# How do you solve 2/(x-1) - 2/3 =4/(x+1)?

${x}_{1} = 2$ and ${x}_{2} = - 5$

#### Explanation:

LCD$= 3 \left(x - 1\right) \left(x + 1\right)$ and dividing both sides of the equation by 2.

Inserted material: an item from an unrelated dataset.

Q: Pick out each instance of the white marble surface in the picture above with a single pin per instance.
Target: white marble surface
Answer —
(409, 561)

$\frac{2}{x - 1} - \frac{2}{3} = \frac{4}{x + 1}$

$2 \left(\frac{1}{x - 1} - \frac{1}{3}\right) = 2 \left(\frac{2}{x + 1}\right)$

$\frac{1}{x - 1} - \frac{1}{3} = \frac{2}{x + 1}$

Multiply both sides of the equation by the LCD then simplify

$3 \left(x - 1\right) \left(x + 1\right) \left[\frac{1}{x - 1} - \frac{1}{3}\right] = 3 \left(x - 1\right) \left(x + 1\right) \cdot \left[\frac{2}{x + 1}\right]$

$\left[3 \left(x + 1\right) - \left(x - 1\right) \left(x + 1\right)\right] = 6 \left(x - 1\right)$

$3 x + 3 - {x}^{2} + 1 = 6 x - 6$

${x}^{2} + 3 x - 10 = 0$

Solve the quadratic by factoring method

${x}^{2} + 3 x - 10 = 0$

$\left(x - 2\right) \left(x + 5\right) = 0$

$\left(x - 2\right) = 0$ and $\left(x + 5\right) = 0$

${x}_{1} = 2$ and ${x}_{2} = - 5$

God bless....I hope the explanation is useful.